Data provenance

Overview

Teaching: 10 min
Exercises: 20 min

Questions

How can keep track of my data processing steps?

Objectives

Automate the process of recording the history of what was entered at the command line to produce a given data file or image.

What is provenance?

Provenance is the history record of an object. The term has been used long before data scientists latched onto it to refer to the history record of piece of art such as who owned it and where has it been? What restorations were made to it? When was the frame changed?

We want to know the same details about data. Where did it come from? What changes have been made to it?

Provenance capture is a big part of implementing FAIR data practices: Findable, Accessible, Interoperable, and Reusable. See:

Wilkinson, M., Dumontier, M., Aalbersberg, I. et al. The FAIR Guiding Principles for scientific data management and stewardship. Sci Data 3, 160018 (2016). https://doi.org/10.1038/sdata.2016.18
The Turing Way: The Fair Principles and Practices

How do you capture provenance?

There are many ways you can record provenance records but here is a way we can do that in our command line program - plot_precipitation_climatology.py - that calculates and plots the precipitation climatology for a given season.

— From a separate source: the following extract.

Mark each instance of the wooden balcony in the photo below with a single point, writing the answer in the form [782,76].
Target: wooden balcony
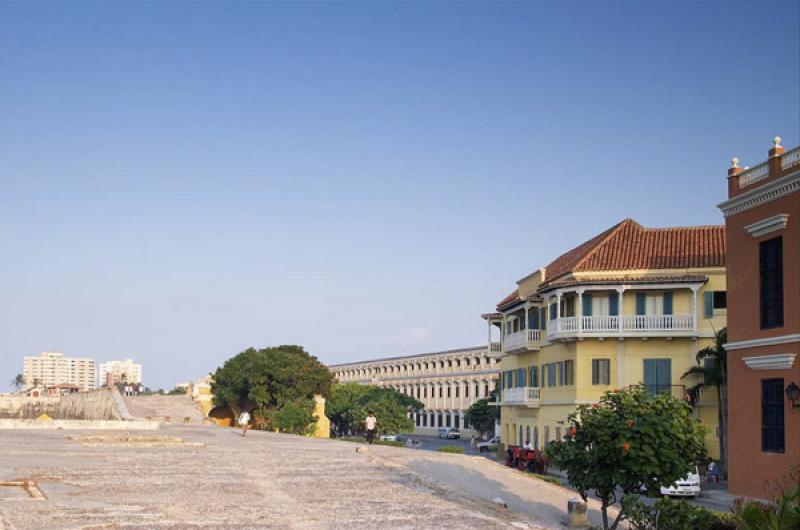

The last step is to capture the provenance of plots we create. In other words, we need a log of all the data processing steps that were taken from the intial download of the data file to the end result (i.e. the .png image).

The simplest way to do this is to follow the lead of the NCO and CDO command line tools, which insert a record of what was executed at the command line into the history attribute of the output netCDF file.

Example:

import xarray as xr

csiro_pr_file = 'data/pr_Amon_CSIRO-Mk3-6-0_historical_r1i1p1_200101-200512.nc'
dset = xr.open_dataset(csiro_pr_file)

print(dset.attrs['history'])

Fri Dec  8 10:05:56 2017: ncatted -O -a history,pr,d,, pr_Amon_CSIRO-Mk3-6-0_historical_r1i1p1_200101-200512.nc
Fri Dec 01 08:01:43 2017: cdo seldate,2001-01-01,2005-12-31 /g/data/ua6/DRSv2/CMIP5/CSIRO-Mk3-6-0/historical/mon/atmos/r1i1p1/pr/latest/pr_Amon_CSIRO-Mk3-6-0_historical_r1i1p1_185001-200512.nc pr_Amon_CSIRO-Mk3-6-0_historical_r1i1p1_200101-200512.nc
2011-07-27T02:26:04Z CMOR rewrote data to comply with CF standards and CMIP5 requirements.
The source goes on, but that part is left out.